Le développement de la crise

     Comme l’a démontré l’école autrichienne d’économie, une crise systémique telle que celle que nous vivons ne peut pas être endiguée. D’ailleurs, à ce jour, absolument aucun problème n’est réglé, bien au contraire. Il y avait les banques en détresse, maintenant on peut ajouter des états insolvables. Que de communication et de temps perdu depuis la première manifestation de cette crise en août 2007 et la seconde en septembre 2008 ! Stress tests version 1 : les banques sont solides, puis stress tests version 2 : les banques sont solides, etc. Qui y croit ? Pour la Grèce, plan n°1 : la Grèce est sauvée, puis plan n°2, n°3, n°x ? : la Grèce est sauvée, idem (ou à venir) pour la quasi-totalité des pays européens. Pour finir, fonds européen de stabilité n°1, n°2, puis n°x ? Concernant les Etats-Unis, qui viennent de perdre leur note « AAA », la situation économique est également sans espoir. En effet, la FED a dépensé plus de 16 000 milliards de dollars depuis 2008 pour finalement voir les Etats-Unis avec une croissance nulle. La BCE peut suivre le même chemin en procédant à des achats massifs, elle n’aura pas plus de résultat mais gagnera un peu de temps.

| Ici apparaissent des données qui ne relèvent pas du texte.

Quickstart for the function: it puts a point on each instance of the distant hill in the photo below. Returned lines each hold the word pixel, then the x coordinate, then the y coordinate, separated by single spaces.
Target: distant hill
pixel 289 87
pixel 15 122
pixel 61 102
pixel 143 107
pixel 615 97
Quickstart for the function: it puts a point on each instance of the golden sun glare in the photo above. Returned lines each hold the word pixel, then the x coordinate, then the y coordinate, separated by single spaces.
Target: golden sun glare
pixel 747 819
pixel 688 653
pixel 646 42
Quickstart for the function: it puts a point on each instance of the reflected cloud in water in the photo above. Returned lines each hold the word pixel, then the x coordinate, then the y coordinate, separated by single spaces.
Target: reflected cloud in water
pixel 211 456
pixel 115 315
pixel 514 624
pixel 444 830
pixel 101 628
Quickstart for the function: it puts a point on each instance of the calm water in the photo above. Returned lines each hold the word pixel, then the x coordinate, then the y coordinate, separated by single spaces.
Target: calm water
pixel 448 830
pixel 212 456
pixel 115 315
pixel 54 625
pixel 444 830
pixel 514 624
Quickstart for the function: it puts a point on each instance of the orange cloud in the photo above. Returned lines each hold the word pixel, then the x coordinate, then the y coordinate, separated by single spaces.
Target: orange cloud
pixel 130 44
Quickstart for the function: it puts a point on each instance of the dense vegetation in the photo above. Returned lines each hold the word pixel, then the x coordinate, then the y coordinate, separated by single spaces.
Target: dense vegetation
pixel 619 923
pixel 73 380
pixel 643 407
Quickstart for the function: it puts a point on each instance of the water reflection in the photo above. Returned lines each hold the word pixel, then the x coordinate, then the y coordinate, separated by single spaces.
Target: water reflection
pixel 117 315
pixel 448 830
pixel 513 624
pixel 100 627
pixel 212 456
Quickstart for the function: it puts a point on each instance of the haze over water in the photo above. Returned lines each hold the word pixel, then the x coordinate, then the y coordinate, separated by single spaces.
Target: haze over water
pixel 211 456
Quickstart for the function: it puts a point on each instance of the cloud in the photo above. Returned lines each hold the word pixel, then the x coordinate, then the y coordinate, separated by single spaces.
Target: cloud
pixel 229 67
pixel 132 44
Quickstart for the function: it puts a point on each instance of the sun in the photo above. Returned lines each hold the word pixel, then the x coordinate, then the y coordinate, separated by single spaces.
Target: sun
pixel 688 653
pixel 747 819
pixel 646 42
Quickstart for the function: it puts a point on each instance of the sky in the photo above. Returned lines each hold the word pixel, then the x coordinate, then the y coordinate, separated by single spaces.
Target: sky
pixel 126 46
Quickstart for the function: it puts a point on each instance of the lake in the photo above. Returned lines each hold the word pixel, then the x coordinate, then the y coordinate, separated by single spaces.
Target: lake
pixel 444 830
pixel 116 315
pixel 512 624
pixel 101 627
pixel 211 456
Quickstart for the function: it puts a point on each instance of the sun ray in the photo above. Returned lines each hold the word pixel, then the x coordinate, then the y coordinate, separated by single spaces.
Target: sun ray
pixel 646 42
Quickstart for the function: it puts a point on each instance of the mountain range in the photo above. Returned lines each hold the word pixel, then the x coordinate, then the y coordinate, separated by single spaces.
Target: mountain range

Quant à la France, je me suis déjà exprimé en disant qu’il faut un excédent de +2% du PIB et non arriver à un déficit de -3% en 2013 pour réduire véritablement l’endettement qui est à la limite du supportable. En l’état actuel des finances du pays et avec une croissance aussi faible, c’est quasiment impossible, surtout qu’une nouvelle récession semble se profiler à l’automne aux Etats-Unis avec des répercussions en Europe. C’est cette absence de perspective de croissance qui nous mettra en difficulté.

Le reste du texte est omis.